思わず、シャオリーは足を止めた。ゾロも振り返り、様子を見る。

「どの辺の島だかわかんねェけど、すっげぇ太った女の海賊がいてさァ。なんつったかな」
「アビルダだよ」
「アルビダだろ」
「何だかイカついおばさんなんだけど、こいつ2年間もそこで…」
「やめて下さいよ!!!」

コビーが、ルフィを殴った。

「……!!」

ルフィはニヤリと笑う。ゾロは小さくため息を吐いた。ああ、そういうことか…

「やったな、このヤロォ!」

お返し、と言わんばかりにルフィはコビーを殴り返す。わざと、本気で。

「そのへんにしとけよ」

ゾロがルフィを止める。鼻血を流して倒れたままのコビー。でもここで助けてしまえば、意味が無い。

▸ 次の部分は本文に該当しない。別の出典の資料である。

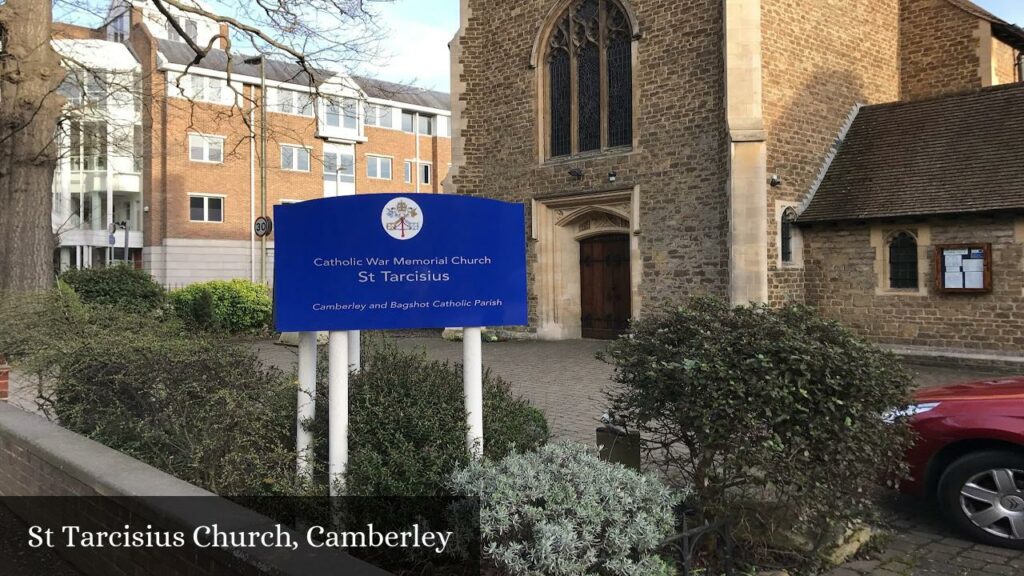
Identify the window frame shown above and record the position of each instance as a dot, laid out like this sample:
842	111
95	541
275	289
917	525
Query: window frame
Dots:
206	207
540	62
206	148
374	159
891	277
304	111
295	158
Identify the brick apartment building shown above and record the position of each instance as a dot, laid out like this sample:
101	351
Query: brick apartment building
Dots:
178	157
859	156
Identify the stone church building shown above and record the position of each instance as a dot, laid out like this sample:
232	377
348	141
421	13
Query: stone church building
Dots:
864	157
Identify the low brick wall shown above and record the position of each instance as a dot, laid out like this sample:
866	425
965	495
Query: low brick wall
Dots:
40	458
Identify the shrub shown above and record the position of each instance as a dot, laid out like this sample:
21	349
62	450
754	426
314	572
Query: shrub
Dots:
762	405
120	286
561	510
205	411
228	305
408	422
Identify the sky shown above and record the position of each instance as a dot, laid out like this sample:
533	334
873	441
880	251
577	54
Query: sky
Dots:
418	33
418	39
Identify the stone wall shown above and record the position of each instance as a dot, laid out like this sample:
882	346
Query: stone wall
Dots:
677	167
844	282
819	60
941	50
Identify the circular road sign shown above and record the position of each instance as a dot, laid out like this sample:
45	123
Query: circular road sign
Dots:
263	227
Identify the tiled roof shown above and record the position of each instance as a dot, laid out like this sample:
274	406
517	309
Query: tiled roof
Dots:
281	71
943	156
403	93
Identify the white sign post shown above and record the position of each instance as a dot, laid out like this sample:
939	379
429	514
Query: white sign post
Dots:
307	401
472	381
354	351
338	369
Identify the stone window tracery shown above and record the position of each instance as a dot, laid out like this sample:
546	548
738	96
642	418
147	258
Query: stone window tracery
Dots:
590	79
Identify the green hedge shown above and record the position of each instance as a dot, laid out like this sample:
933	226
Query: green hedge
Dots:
120	286
408	422
777	412
224	305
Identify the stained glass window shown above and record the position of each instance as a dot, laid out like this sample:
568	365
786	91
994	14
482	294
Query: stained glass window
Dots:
590	93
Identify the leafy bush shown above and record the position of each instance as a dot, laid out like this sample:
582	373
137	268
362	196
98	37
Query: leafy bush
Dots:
120	286
408	422
204	411
228	305
763	405
560	510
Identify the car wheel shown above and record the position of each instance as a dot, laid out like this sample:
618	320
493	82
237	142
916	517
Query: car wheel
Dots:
982	494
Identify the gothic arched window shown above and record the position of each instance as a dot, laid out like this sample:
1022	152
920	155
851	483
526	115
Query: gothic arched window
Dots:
903	261
590	78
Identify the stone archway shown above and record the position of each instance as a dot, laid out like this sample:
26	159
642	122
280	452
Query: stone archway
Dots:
560	224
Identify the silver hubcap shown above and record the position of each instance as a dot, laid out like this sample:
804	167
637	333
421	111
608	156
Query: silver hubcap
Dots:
993	501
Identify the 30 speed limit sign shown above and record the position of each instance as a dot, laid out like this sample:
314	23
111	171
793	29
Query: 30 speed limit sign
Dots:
262	227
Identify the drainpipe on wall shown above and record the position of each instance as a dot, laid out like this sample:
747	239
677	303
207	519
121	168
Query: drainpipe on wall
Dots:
252	188
4	379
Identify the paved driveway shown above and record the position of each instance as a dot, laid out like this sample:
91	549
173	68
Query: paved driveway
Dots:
565	380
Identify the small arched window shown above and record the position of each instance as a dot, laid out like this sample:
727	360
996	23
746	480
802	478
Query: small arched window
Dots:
590	78
903	261
786	235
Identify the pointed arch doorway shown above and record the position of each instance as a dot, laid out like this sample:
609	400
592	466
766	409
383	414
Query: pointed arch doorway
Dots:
604	285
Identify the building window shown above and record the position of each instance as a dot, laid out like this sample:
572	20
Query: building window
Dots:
903	261
206	208
427	125
189	26
138	150
295	158
378	116
587	90
206	149
785	245
339	166
88	146
379	167
292	101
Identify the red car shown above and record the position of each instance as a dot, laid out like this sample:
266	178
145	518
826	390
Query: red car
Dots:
970	457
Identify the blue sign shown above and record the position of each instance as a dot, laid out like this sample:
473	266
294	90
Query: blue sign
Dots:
390	260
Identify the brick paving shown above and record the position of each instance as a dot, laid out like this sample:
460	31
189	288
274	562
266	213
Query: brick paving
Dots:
565	380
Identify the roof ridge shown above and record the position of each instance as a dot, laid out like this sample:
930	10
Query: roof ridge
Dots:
948	96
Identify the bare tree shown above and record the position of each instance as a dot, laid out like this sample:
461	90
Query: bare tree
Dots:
314	35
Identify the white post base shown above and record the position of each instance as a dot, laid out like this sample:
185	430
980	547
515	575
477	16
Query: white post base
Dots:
338	409
306	402
472	378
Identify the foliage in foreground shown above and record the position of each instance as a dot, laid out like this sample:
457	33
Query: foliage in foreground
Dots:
777	412
120	286
408	422
209	412
236	306
561	510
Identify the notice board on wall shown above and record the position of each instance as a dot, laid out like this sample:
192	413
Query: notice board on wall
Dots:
964	268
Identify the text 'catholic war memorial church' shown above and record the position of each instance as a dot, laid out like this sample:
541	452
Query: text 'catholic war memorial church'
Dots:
864	157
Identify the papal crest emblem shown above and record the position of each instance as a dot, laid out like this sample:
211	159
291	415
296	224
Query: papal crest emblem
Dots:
401	218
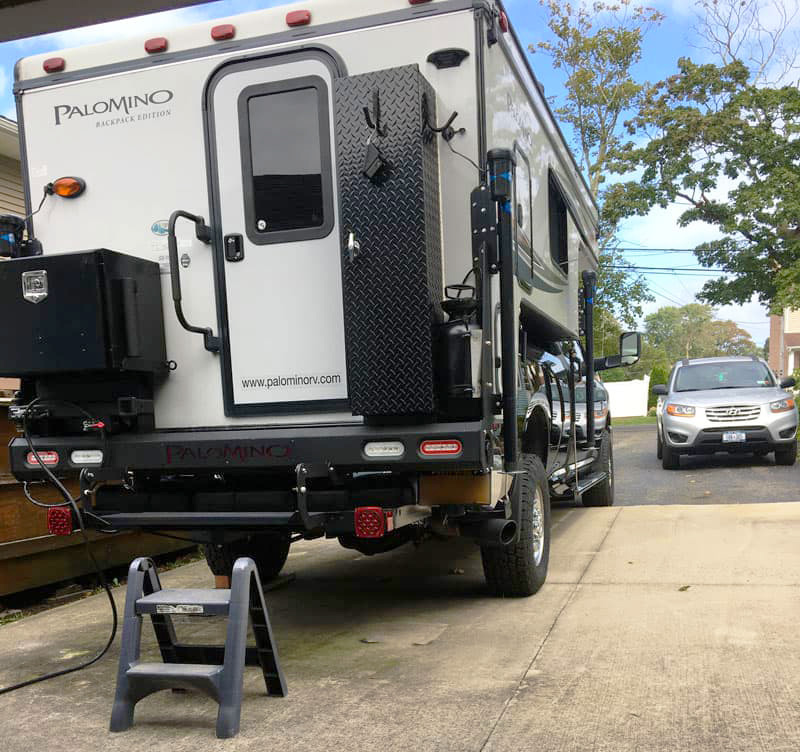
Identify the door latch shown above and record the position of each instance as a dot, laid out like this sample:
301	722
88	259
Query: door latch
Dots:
353	246
234	247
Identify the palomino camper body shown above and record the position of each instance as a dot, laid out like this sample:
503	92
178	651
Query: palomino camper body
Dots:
325	212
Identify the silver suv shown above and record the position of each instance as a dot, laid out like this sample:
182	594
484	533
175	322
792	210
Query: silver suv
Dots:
730	404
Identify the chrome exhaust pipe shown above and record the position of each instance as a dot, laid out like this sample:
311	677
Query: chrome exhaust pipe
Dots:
495	531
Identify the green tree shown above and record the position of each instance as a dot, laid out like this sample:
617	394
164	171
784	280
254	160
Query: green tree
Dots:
691	331
597	59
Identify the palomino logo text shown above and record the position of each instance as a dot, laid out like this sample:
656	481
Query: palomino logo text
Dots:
122	105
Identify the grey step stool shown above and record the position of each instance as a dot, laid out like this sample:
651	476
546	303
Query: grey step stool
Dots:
217	671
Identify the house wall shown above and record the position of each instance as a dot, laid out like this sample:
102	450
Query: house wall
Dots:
784	342
628	398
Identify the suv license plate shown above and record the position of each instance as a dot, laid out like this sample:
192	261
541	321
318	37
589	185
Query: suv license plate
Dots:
731	436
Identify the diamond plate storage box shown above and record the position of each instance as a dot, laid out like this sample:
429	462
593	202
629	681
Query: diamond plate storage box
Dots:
392	261
78	312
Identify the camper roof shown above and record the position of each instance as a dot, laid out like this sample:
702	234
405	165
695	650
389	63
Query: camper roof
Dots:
261	23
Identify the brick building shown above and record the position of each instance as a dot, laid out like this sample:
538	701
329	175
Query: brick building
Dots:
784	342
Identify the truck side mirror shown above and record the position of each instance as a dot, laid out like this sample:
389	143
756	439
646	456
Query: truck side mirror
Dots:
630	348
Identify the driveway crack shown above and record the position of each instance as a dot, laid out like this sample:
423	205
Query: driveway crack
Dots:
550	629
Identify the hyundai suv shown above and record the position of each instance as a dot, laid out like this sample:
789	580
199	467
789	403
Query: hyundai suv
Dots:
726	404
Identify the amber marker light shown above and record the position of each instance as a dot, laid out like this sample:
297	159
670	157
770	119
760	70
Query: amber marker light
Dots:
69	187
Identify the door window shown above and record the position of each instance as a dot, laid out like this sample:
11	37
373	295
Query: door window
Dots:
557	213
523	233
286	161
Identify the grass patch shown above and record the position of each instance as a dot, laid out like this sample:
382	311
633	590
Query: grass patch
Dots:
648	420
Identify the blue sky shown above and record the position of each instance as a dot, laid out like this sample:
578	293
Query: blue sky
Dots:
671	40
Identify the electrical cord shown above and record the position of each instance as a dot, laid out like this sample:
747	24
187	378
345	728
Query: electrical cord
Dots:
68	501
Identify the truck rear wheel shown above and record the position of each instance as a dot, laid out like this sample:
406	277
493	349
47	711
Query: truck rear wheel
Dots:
520	568
268	550
602	495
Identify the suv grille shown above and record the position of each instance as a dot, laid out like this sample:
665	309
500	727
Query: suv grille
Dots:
728	413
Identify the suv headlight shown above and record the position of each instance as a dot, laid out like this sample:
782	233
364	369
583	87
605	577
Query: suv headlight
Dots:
680	411
782	406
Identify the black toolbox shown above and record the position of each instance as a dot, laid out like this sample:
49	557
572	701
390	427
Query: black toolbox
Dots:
89	311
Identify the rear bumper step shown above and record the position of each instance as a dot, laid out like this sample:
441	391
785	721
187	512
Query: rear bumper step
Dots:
224	450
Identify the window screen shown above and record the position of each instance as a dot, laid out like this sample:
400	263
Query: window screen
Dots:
288	162
557	206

「君らが仲間じゃない事はよくわかった!今すぐこの町から立ち去りなさい!!」

怒った海兵が叫び、シャオリー、ルフィ、ゾロは家を出て港へと歩いていった。

「大したサル芝居だったな。あれじゃバレてもおかしくねェぞ」
「あとはコビーがなんとかするさ」

繋いであった小船の縄を解き、3人が船に乗ろうとしたときだった。

「ル!ル!ルフィさんっ!!」

振り向けば、コビーの姿が。

「ありがとうございました!この御恩は一生忘れません!!」

コビーは敬礼をした。つまりそれは、海兵になったという証。

「また逢おうな!コビー!!」

満面の笑みで、ルフィが返事をした。そして船が港を離れると、

「全員敬礼!!」
「え!?」

まるでコビーに倣うように、それでも自分たちの意思でもあるように。
海兵が全員、敬礼をしてシャオリーたちを見送ってくれた。
その姿が見えなくなるまで、シャオリーとルフィは手を降り続けた。

3人を乗せた小船は、広い広い海を渡っていく。
またいつか逢える、その日に向かって。